Re: WAL Replay Buffer Invalidation Conflicts During Page Truncation on Read Replicas - Mailing list pgsql-performance

From Dharin Shah
Subject Re: WAL Replay Buffer Invalidation Conflicts During Page Truncation on Read Replicas
Date
Msg-id CAOj6k6dnMDNUrsLbOsZFequ1UJ8N95Nq9hVRBu-Bj0rrbSD0ug@mail.gmail.com
Whole thread Raw
In response to Re: WAL Replay Buffer Invalidation Conflicts During Page Truncation on Read Replicas  (Álvaro Herrera <alvherre@kurilemu.de>)
List pgsql-performance
Thanks Alvaro,

I read the thread and actually disabled truncate on my table with a large toast table which mitigated the issue. Unsure what happens with the empty pages now, I guess they would be reused for new inserts.
I would like to see if there are better opportunities to improve this truncation process. Perhaps identify why we need this arbitrary threshold to determine a full buffer scan?

/*
* This is the size (in the number of blocks) above which we scan the
* entire buffer pool to remove the buffers for all the pages of relation
* being dropped.
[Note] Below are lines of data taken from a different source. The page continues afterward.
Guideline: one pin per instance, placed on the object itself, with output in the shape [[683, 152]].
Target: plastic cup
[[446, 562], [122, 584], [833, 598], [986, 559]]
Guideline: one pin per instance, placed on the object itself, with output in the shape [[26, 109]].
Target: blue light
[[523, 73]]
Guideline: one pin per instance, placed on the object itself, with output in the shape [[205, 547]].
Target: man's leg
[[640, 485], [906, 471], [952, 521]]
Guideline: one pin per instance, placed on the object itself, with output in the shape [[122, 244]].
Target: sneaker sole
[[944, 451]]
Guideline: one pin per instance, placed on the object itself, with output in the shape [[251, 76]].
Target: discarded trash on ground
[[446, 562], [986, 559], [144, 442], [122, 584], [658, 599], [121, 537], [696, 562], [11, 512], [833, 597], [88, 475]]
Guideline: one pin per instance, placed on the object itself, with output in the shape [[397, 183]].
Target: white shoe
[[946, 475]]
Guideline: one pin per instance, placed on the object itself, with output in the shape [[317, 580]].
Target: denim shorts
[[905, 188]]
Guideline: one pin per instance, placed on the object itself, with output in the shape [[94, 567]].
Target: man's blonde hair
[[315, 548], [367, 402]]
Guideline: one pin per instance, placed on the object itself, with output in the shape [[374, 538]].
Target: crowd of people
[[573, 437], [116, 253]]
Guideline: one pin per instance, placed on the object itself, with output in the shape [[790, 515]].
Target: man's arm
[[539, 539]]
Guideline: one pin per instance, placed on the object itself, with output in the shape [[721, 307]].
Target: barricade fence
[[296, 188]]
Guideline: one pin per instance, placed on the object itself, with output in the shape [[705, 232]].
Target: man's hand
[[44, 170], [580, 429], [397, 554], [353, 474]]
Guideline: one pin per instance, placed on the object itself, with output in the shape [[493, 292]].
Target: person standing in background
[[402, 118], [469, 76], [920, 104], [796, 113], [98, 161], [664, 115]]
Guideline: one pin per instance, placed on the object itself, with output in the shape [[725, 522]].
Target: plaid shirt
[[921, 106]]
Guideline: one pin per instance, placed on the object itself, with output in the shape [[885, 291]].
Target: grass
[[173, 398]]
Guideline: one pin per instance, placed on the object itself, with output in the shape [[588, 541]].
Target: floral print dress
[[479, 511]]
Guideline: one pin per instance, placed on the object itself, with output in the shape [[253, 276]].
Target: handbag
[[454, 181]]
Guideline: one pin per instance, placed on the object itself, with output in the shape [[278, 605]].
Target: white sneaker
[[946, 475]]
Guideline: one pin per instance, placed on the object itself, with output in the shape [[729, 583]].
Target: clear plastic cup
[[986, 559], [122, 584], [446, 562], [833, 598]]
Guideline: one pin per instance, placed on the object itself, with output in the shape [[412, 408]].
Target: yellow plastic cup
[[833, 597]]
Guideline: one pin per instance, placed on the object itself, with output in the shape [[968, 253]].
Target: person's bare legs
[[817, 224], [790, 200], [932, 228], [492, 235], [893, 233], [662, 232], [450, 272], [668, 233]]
For the relations with size below this threshold, we find
* the buffers by doing lookups in BufMapping table.
*/
#define BUF_DROP_FULL_SCAN_THRESHOLD (uint64) (NBuffers / 32)

https://github.com/postgres/postgres/blob/e03c95287764158941d317972a332565729b6af2/src/backend/storage/buffer/bufmgr.c#L91

As this can cause significant issues as we scale memory for shared buffers. (Very often the case with Aurora)

Thanks,
Dharin

On Tue, Jul 8, 2025 at 4:05 PM Álvaro Herrera <alvherre@kurilemu.de> wrote:
On 2025-Jul-08, Dharin Shah wrote:

> *Problem Summary:*
>   WAL replay of relation truncation operations on read replicas triggers
> buffer invalidation that requires AccessExclusive locks, blocking
> concurrent read queries for extended periods.

Hmm, sounds like disabling truncate of the TOAST relation by vacuum
could help.  We have configuration options for that -- one is per table
and was added in Postgres 12, changed with
  ALTER TABLE ... SET (vacuum_truncate=off);
I think you can also do
  ALTER TABLE ... SET (toast.vacuum_truncate=off);
to disable it for the TOAST table.

Postgres 18 added a global parameter of the same name which you can
change in postgresql.conf, and from the commit message it sound like it
was added to cope with scenarios precisely like yours.  But if for you
it's always the same toast table (or a small number of them) then I
would think it'd be better to change the per-table param for those.
(Also, this won't require that you upgrade to Postgres 18 just yet,
which sounds particularly helpful in case Aurora doesn't offer that version.)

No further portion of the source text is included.